There’s a local kimbap shop and I think by now the woman recognizes me as the foreigner who doesn’t like pickled radish.
It’s a long but narrow shop where I can sit at the counter like an old regular. I also wanted some fish cake broth and guessed:
“Can you give me some uh… fish cake water?”
“You mean fish cake broth?”
“Ah yes. Can you tell me that word again?”
I was missing the one syllable that made water into broth and I appreciate her congenial help. The shop was the perfect temperature and I took my time eating through the long tuna roll.
I asked or really pointed to my empty Gatorade bottle and inquired (implied) if she had recycling.
“You want me to throw this away for you?”
I exited feeling warm and full in every way then headed two doors down to the local shop to see my girl. In fact when I had walked by earlier I saw her through the window patting a large barista boy on the back.
We were really excited to see each other and she said “long time no see” in English.
We caught up in Korean about if the cafe has been busy and her young male associate, different and less suspicious than her previous guy from months ago, acted as her translator on words like “every day” and “weekend”.
I can’t tell you how happy I am to be a regular and to have someone that knows me in a small way like this.
At my previous job one of the big corporate guys told me of China: “the energy there is unlike anything else. It’s unbelievable.”
At the time I felt both wonder and jealousy. When would these so called international companies actually send me abroad?
(They didn’t so I sent myself. A great decision.)
I’ve been thinking about the energy and vibe of places and came to the conclusion that I don’t want to leave Asia for a long time. That corporate guy was right, there’s nothing else like it.
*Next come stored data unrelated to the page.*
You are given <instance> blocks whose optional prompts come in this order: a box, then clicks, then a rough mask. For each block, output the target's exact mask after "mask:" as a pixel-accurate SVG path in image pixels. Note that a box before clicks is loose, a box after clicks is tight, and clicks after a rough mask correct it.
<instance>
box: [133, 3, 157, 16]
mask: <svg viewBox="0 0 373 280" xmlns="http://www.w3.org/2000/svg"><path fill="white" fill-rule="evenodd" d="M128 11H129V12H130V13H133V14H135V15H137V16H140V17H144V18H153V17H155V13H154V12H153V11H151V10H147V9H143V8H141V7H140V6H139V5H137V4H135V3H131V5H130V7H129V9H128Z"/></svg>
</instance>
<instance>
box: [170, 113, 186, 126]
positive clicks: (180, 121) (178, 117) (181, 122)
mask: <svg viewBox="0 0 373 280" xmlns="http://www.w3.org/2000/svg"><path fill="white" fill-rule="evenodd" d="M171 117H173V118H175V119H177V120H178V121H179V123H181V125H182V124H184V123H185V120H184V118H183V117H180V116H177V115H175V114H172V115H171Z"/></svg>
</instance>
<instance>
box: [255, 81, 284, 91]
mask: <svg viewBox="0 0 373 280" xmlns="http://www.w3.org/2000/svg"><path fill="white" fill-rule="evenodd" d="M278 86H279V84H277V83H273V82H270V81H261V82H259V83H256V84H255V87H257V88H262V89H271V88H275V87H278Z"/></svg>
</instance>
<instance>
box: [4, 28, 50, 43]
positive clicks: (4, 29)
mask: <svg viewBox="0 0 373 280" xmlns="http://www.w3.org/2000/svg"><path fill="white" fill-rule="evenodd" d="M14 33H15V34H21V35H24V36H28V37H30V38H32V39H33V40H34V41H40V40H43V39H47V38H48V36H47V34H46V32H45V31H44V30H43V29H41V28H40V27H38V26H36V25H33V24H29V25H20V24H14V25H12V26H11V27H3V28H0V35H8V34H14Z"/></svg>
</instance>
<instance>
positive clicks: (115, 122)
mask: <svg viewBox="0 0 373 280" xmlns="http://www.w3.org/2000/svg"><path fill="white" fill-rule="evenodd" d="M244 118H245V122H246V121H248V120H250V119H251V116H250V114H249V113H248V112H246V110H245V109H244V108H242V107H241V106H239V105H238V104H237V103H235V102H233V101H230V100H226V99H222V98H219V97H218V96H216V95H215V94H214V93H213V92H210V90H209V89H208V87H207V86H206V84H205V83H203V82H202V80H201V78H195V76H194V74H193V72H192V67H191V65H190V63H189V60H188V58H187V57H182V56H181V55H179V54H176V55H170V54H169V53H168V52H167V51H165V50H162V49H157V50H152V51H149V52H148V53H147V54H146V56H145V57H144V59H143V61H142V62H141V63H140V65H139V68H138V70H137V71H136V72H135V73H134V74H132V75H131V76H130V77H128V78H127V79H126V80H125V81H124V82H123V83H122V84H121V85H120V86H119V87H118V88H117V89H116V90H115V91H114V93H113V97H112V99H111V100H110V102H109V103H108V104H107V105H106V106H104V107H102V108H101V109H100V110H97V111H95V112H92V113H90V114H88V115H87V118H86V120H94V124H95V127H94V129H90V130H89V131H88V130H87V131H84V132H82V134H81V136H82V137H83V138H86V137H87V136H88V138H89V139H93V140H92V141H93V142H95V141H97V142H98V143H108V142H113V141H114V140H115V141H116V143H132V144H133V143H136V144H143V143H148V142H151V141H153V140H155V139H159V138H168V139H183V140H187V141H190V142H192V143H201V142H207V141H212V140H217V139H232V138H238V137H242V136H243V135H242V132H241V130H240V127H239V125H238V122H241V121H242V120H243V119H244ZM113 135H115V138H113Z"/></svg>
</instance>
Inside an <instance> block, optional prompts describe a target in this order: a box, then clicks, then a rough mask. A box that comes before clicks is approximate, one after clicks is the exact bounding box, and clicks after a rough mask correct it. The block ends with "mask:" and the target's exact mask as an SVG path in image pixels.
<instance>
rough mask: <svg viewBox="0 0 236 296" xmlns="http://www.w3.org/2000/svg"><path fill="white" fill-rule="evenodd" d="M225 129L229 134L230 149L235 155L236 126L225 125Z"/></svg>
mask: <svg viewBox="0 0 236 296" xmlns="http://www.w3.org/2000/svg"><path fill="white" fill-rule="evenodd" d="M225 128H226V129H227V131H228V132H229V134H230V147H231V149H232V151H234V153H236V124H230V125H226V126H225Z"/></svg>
Korea is a night culture which means there’s always something open or something to do past 8pm. I grew up in a “city” and everything was dead and lights out at 9pm. I felt like the only person in the world at night.
I just can’t see myself leaving anytime soon when I still enjoy the energy of a place that’s always up to something. My body is still hungry for the fast pace of the East.
Asia Time did attack recently but with the intention to reminding me of these things, although I’d argue it took itself a bit far.
(The day I scheduled my extremely important immigration appointment was canceled because the government decided to make that day… a holiday. And of course when I tried to book again, the only appointments were the day my visa expires. No stress there!
But again, Asia Time, so apparently I’m supposed to go to immigration anytime within a two week window, show the officer the cancellation text I received and they will… work out an appointment for me then and there? Ah well, it will work itself out.)
But in the moment where I briefly imagined being deported (okay, just not allowed to stay) to the US, I felt wrong. I don’t want to leave Korea, I’m not ready! There’s so much left to see and do!
The world is big and I want to have a good look at it before it gets dark.John Muir
And I don’t want to leave Asia either. I am actually so excited for the future. Well, the eventual future where I can travel again and also scope out my next country.
Now I’m just trying to accept the unknown with open arms and pray the landing is soft.